What's next for the Knicks? The bottom line is this: They need 3-pointers to fall as well as they were at the beginning of the season, when they started 18-5. The Knicks shot a scorching 41 percent from downtown during that run.
But here's the biggest hurdle these days: Opponents look to specifically take away the Knicks' long balls. That means Mike Woodson must inject more creativity into the offensive schemes, increasing off-the-ball screens to encourage movement to get shooters more open. It can't just be Melo, Melo, Melo, who's dealing with an injury himself and has missed three games. The Knicks capitalize well on 3-pointers in transition, but they've declined in half-court sets.
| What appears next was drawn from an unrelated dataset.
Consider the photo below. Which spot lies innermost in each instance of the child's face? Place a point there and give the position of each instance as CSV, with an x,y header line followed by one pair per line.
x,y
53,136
Efficiency will be extremely important. The Knicks can't afford to have Raymond Felton and J.R. Smith jacking up 15 shots each a game and shooting below 40 percent. They're going to need to take their games inside more and connect off pick and rolls with Tyson Chandler, Marcus Camby and Kenyon Martin, who recognizes the depth on the team.
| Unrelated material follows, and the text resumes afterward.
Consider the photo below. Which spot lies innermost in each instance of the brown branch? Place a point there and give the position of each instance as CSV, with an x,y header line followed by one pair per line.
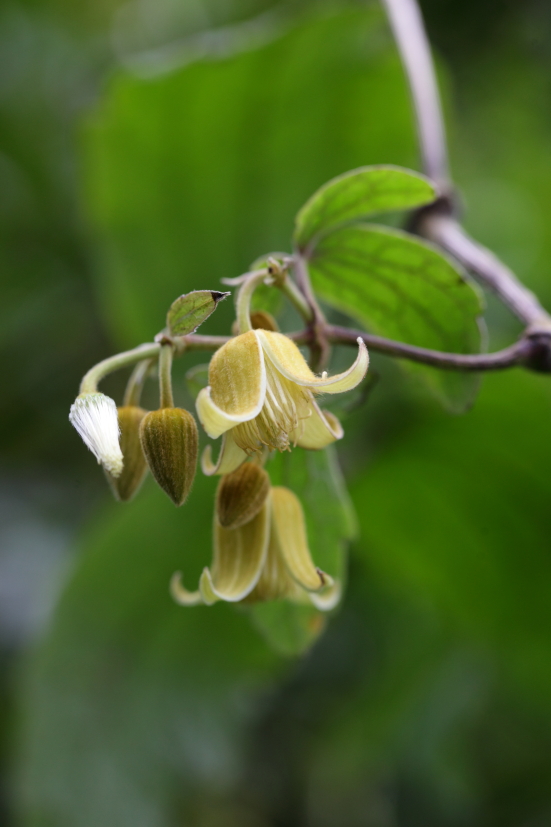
x,y
410,36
"[Injuries are a] part of sports, we all know that, so we've got to come together as a team," Martin said. "That's why I'm here, so I'm looking forward to the opportunity to get some more playing time. It's a very, very unfortunate situation."
Post notes. Speaking of Chandler, Woodson may want to consider posting up his All-Star center. Chandler works on those moves a lot in practice and during pregame, and he can finish with his length, quickness and short hook shots. Without Chandler, Anthony is the team's only low-post threat, but why not use Chandler? He did, after all, work with Hakeem Olajuwon last summer.
Woodson knows that he'll miss Stoudemire's down-low scoring, and the Knicks need another answer there beyond Anthony.
"[Stoudemire's] been very sufficient in terms of how he's been playing, especially on the offensive end, and he's gotten better defensively," the coach said. "It gave us an opportunity to put him on the block and utilize his skills that he worked on this summer, and that really helped us."
Sore subject. Let's not forget, by the way, that Melo is day to day with a sore right knee. The entire Knicks community is doing the same thing right now: cringing at the sound of "soreness."
The Knicks (37-22) are holding the top spot in the Atlantic Division, but that can change quickly.